東奥日報夕刊の連載「知ってほしい赤ちゃんのこと」は今週が11回目です。今回は少子化対策がなかなか功を奏すことのない現状に関して述べてみました。
以下、11回目の原稿です。
前回、少子化の背景として経済・雇用面の問題をご紹介しました。男女雇用機会均等法が施行されたのが1986年。時代はバブルに向かっており、その3年後の1989年には栄養ドリンクのコマーシャルで「24時間戦えますか?」が流行語大賞を取るような時代でした。当時、男女の雇用は表向き平等にはなったものの「24時間働く」ことが前提の世界へ女性もそのまま放り込まれ、結果として女性は「仕事か?家庭か?」の二者択一を迫られます。
1992年の「平成4年版国民生活白書」に「少子」と言う言葉が登場して以来、社会的にも少しずつ少子化に対する懸念が表面化し始めます。その後、様々な少子化対策が一応は実施されますが、その効果が結果的に乏しかったことはこれまでご紹介してきた出生数や出生率の推移の通りです。なぜ、なかなか効果が出ないのでしょうか?

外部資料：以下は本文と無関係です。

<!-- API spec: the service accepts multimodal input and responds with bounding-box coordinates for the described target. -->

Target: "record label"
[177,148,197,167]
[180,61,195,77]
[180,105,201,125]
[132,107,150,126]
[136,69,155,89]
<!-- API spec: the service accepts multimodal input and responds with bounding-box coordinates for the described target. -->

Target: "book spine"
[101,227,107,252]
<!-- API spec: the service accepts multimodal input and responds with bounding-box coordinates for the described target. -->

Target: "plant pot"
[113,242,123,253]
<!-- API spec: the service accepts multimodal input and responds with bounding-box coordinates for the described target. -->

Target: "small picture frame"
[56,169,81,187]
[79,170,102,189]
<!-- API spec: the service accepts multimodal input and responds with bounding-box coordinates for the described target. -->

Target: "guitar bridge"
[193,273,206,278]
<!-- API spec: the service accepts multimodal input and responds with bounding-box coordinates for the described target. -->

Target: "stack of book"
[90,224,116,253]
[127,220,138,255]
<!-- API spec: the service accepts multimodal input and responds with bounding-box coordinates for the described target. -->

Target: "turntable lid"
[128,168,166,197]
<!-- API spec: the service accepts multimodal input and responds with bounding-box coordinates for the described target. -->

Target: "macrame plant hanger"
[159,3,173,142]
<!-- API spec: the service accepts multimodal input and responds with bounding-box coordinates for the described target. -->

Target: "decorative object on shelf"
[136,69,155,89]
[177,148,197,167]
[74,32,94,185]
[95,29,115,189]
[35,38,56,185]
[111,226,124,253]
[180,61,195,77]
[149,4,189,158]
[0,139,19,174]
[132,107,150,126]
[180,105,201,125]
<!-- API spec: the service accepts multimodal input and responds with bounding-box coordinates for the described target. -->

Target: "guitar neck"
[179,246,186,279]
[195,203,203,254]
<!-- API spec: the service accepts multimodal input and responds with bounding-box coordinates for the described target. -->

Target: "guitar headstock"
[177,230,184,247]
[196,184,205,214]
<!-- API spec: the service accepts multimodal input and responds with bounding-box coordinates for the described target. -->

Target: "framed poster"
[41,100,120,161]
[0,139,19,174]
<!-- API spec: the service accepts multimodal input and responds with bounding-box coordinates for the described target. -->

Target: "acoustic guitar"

かつて「寿退職」という言葉がありました。今やほとんど死語なのではないかと思います。事実、統計上も結婚と同時の退職は実数として急減しています。しかし、一方で妊娠・出産に際しての退職は未だに大きな割合を占めています。
ここに興味深いデータがあります。図は第1子出産前後の妻の就業変化の推移を見たものです。過去と比較して、育児休業利用による就業継続率は年々上昇傾向なのですが、一方で出産退職の割合も増えているのです。これは少子化対策の多くが、正規雇用を中心とした層には一定の効果があるが、近年増加している不安定な雇用環境にいる若年女性に対しては手薄であることを示しています。もはや従来の少子化対策では対処できないところにまで至っており、制度が実態に追いついていないと言えるのでしょう。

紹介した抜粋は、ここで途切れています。